Het Swift-ruimtevaartuig van NASA is ontworpen om te jagen op gammaflitsen. De BAT onthult verschillen tussen nabije actieve sterrenstelsels en die ongeveer halverwege het heelal. Het begrijpen van deze verschillen zal helpen om de relatie tussen een sterrenstelsel en zijn centrale zwarte gat te verduidelijken. Maar in tegenstelling tot de meeste telescopen, worden de BBT-waarnemingen niet gedaan met spiegels, optica of directe scherpstelling. In plaats daarvan worden afbeeldingen gemaakt door de schaduwen te analyseren die worden veroorzaakt door 52.000 willekeurig geplaatste loodtegels op 32.000 harde röntgendetectoren.
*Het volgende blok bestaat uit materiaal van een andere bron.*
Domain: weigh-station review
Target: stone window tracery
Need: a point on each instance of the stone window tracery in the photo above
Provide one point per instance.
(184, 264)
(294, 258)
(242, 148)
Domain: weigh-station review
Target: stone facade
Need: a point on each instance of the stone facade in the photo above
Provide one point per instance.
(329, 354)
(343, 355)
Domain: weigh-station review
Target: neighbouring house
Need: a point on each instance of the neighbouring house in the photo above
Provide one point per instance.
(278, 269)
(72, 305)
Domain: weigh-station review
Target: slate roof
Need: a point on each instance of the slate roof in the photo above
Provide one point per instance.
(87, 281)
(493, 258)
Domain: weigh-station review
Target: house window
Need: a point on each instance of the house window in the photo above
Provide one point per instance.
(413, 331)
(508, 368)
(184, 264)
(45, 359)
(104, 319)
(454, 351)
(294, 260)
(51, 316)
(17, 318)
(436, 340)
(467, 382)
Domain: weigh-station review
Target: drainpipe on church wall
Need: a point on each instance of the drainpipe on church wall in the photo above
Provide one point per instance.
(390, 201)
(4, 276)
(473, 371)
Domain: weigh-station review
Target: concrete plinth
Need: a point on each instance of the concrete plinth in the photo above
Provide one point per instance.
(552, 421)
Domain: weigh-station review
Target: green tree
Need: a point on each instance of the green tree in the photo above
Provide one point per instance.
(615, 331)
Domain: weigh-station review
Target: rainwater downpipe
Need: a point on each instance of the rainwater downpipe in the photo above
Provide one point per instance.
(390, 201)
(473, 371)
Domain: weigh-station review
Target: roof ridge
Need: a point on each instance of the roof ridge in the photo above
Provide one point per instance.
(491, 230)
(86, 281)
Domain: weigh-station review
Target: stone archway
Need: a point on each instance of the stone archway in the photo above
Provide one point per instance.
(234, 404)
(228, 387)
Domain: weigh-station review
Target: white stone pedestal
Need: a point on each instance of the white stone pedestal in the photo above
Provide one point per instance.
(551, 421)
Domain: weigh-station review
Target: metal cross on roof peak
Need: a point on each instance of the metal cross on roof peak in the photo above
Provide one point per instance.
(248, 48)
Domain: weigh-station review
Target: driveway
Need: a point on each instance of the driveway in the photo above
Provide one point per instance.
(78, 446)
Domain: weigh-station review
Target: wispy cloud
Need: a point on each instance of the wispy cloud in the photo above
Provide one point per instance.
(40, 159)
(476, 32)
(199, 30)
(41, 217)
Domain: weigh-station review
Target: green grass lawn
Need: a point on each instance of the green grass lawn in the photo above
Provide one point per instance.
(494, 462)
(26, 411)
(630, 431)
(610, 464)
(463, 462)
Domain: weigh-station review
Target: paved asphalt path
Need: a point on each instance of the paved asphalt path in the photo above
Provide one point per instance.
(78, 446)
En de BBT wordt een werkpaard: de enquête is nu de grootste en meest gevoelige telling van de hoogenergetische röntgenhemel.
"Er is veel dat we niet weten over de werking van superzware zwarte gaten", zegt Richard Mushotzky van NASA's Goddard Space Flight Center in Greenbelt, Md. Astronomen denken dat de intense emissie van de centra of kernen van actieve sterrenstelsels ontstaat in de buurt van een centraal zwart gat met meer dan een miljoen keer de massa van de zon. 'Sommige van deze voedende zwarte gaten zijn de meest lichtgevende objecten in het universum. Maar we weten niet waarom het enorme zwarte gat in ons eigen sterrenstelsel en soortgelijke objecten zo duister zijn. "
'De BBT ziet elke dag ongeveer de helft van de hele lucht', zei Mushotzky. "Nu hebben we voor het grootste deel van de hemel cumulatieve belichtingen van meer dan tien weken."
Sterrenstelsels die actief sterren vormen, hebben een uitgesproken blauwachtige kleur ("nieuw en blauw"), terwijl sterrenstelsels die dat niet doen er behoorlijk rood uitzien ("rood en dood"). Bijna tien jaar geleden lieten onderzoeken bij NASA's Chandra X-Ray Observatory en ESA's XMM-Newton zien dat actieve sterrenstelsels op zo'n 7 miljard lichtjaar afstand meestal massieve 'rode en dode' sterrenstelsels waren in normale omgevingen.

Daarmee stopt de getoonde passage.